La poursuite de la période d’observation se justifie par la capacité financière de l’entreprise débitrice.
Le tribunal estime « que la poursuite de la période d’observation s’impose dans le cadre du redressement judiciaire de l’entreprise débitrice, l’entreprise disposant à cette fin des capacités financière suffisantes » (Motivation). Cette appréciation souveraine des juges du fond consacre leur pouvoir de contrôler la viabilité économique de l’entreprise. La valeur de cette solution est de subordonner la prolongation à une condition objective de solvabilité, protégeant ainsi les créanciers.
La décision maintient le cadre procédural nécessaire à l’élaboration d’un projet de plan de redressement.

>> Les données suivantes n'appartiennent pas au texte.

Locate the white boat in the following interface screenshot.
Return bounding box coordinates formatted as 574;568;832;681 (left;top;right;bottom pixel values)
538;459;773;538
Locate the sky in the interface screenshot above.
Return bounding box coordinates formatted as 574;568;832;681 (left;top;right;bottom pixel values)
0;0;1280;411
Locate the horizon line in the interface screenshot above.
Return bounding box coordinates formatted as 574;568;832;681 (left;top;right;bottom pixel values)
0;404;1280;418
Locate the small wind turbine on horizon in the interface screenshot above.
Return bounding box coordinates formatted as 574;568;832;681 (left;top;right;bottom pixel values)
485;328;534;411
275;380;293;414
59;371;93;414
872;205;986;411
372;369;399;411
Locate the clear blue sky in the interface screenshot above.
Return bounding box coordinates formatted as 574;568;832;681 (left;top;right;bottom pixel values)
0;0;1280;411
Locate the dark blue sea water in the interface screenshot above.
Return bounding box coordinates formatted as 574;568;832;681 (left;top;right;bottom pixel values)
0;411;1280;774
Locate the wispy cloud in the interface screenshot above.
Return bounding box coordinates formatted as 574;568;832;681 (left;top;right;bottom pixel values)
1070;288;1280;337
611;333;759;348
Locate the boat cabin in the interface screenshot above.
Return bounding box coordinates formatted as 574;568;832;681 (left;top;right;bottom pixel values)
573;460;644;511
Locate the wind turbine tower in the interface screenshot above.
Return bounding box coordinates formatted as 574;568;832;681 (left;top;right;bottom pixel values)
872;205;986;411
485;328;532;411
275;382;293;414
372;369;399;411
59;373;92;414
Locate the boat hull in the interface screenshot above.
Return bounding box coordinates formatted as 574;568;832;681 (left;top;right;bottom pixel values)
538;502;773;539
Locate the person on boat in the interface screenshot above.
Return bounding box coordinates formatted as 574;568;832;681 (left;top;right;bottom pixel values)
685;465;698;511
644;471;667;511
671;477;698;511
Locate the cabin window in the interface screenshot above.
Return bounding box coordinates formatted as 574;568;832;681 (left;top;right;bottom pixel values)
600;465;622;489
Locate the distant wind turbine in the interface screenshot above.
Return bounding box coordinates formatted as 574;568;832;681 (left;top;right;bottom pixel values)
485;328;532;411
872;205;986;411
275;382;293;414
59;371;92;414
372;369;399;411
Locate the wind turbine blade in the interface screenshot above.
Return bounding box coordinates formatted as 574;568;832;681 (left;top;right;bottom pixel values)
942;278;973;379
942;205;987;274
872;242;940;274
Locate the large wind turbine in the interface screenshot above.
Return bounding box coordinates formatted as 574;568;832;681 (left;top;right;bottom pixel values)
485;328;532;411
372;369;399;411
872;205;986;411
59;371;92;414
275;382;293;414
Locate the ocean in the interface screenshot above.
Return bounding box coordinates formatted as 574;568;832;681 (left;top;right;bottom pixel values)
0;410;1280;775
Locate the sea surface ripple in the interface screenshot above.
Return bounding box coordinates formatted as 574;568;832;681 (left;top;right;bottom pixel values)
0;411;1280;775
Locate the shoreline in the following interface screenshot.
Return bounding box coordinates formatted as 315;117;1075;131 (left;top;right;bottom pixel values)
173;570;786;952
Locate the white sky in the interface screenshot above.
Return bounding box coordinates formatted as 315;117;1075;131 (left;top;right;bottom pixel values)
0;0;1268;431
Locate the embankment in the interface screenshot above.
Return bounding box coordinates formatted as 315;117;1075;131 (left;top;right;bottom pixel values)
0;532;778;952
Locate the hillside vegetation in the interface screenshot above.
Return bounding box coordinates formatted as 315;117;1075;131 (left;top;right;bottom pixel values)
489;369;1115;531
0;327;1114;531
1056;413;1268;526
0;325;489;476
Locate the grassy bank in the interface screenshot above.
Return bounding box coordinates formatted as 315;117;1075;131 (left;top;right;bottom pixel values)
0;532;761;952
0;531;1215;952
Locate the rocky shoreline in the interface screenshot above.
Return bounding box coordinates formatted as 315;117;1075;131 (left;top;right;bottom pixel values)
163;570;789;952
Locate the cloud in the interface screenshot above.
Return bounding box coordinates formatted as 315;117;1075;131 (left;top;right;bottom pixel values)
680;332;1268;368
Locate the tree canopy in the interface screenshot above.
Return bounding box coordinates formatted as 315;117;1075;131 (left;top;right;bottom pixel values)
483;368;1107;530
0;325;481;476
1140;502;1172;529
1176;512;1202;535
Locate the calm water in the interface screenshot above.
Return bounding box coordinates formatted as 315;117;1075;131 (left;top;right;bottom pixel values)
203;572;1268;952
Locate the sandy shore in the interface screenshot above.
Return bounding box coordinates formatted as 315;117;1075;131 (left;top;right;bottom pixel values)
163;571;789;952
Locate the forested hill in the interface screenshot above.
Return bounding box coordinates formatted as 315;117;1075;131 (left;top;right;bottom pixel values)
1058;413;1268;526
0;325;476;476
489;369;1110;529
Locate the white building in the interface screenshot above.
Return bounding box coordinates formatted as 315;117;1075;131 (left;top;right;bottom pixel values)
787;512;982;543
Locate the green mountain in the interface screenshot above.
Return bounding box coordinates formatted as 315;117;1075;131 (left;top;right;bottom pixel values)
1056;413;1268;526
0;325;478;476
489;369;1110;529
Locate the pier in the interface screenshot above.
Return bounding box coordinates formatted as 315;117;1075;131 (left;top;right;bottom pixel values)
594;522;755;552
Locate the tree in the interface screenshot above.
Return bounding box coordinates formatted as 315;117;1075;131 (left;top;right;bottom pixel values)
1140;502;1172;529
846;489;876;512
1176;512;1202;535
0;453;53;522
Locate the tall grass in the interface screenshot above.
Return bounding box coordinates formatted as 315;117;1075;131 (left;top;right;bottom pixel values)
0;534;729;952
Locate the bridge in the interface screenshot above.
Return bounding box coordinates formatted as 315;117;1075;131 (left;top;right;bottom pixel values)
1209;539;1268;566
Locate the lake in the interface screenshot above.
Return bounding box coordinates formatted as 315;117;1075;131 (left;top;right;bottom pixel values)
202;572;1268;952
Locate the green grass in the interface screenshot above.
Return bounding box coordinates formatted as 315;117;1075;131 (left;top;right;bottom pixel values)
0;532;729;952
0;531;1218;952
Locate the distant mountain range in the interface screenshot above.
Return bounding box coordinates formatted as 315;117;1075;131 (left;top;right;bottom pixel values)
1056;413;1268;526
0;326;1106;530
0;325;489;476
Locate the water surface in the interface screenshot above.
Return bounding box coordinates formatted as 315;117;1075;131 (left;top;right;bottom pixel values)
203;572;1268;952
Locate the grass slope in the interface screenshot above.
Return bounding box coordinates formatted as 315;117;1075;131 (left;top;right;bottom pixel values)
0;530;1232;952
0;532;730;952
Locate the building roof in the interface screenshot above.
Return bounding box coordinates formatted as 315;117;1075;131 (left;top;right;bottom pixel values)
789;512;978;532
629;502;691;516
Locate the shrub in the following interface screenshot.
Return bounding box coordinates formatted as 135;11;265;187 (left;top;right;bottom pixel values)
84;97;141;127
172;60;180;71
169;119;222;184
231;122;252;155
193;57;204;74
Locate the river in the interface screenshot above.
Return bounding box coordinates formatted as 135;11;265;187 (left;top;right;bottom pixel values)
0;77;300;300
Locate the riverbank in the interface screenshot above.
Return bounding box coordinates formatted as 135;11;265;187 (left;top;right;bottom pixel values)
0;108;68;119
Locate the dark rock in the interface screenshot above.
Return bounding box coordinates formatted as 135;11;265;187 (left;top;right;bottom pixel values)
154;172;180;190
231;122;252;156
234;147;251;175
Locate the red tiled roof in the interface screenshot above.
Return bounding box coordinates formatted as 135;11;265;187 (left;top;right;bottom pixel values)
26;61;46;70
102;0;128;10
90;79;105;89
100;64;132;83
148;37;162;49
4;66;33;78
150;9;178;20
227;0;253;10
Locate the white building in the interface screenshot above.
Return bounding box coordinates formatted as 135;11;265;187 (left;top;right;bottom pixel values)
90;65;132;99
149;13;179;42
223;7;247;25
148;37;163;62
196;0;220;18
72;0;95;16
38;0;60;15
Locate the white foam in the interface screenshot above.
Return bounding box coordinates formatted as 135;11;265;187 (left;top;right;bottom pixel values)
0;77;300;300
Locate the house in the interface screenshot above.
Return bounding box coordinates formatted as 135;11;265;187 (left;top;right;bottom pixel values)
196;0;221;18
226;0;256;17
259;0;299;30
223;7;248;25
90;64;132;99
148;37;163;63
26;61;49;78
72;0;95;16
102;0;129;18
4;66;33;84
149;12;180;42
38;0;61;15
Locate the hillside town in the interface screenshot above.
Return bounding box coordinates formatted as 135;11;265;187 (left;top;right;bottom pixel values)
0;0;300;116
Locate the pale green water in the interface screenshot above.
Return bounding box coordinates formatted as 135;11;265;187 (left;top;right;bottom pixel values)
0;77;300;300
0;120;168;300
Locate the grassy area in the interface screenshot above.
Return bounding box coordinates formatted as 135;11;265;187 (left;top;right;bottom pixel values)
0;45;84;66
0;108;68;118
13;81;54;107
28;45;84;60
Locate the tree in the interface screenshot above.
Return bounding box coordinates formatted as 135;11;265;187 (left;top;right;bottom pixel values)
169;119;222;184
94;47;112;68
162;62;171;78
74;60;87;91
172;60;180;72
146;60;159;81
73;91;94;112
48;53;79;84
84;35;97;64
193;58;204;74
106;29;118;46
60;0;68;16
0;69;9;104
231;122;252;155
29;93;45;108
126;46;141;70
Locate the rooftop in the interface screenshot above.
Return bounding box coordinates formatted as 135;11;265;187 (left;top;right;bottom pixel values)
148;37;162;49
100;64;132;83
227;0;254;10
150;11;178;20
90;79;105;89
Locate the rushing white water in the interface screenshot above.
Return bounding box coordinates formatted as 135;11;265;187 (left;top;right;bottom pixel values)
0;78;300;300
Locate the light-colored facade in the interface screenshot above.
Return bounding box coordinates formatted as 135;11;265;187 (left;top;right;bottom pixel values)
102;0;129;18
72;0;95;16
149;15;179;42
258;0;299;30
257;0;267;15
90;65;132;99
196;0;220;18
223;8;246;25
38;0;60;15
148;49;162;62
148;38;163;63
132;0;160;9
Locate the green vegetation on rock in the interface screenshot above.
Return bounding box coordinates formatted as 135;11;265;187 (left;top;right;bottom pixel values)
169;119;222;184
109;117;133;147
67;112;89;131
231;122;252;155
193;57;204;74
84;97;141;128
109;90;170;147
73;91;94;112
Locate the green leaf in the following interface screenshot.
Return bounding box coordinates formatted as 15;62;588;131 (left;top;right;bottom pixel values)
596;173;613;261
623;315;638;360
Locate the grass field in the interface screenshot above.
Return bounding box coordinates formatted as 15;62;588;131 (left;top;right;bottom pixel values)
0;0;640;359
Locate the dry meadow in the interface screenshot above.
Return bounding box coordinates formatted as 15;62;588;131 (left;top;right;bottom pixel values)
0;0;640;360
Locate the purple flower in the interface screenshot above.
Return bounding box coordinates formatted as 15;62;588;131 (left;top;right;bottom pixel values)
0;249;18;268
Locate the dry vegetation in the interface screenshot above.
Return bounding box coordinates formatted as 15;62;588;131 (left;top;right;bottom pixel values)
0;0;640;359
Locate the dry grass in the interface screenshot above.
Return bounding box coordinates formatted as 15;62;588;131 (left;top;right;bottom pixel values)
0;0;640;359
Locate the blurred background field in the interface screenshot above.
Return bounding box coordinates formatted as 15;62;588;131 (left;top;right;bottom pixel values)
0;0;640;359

Le jugement fixe une nouvelle audience au 24 avril 2026 pour statuer sur l’issue de la période d’observation. Cette mesure temporaire a pour sens de permettre à l’administrateur et au mandataire judiciaire de poursuivre leur mission. Sa portée est d’éviter une clôture prématurée de la procédure collective, en offrant à la société débitrice un délai supplémentaire pour présenter un plan.
La solution retenue illustre l’application pratique des articles L 631-15 et R 621-9 du code de commerce.
Le tribunal rappelle son fondement textuel en visant « l’article L 631-15 et de l’article R 621-9 du Code de Commerce » (Motivation). Ce rappel systématique ancre la décision dans un cadre légal strict. La portée de ce contrôle judiciaire est de garantir que la période d’observation ne soit pas prolongée sans perspective sérieuse de redressement, préservant ainsi l’intérêt collectif des créanciers.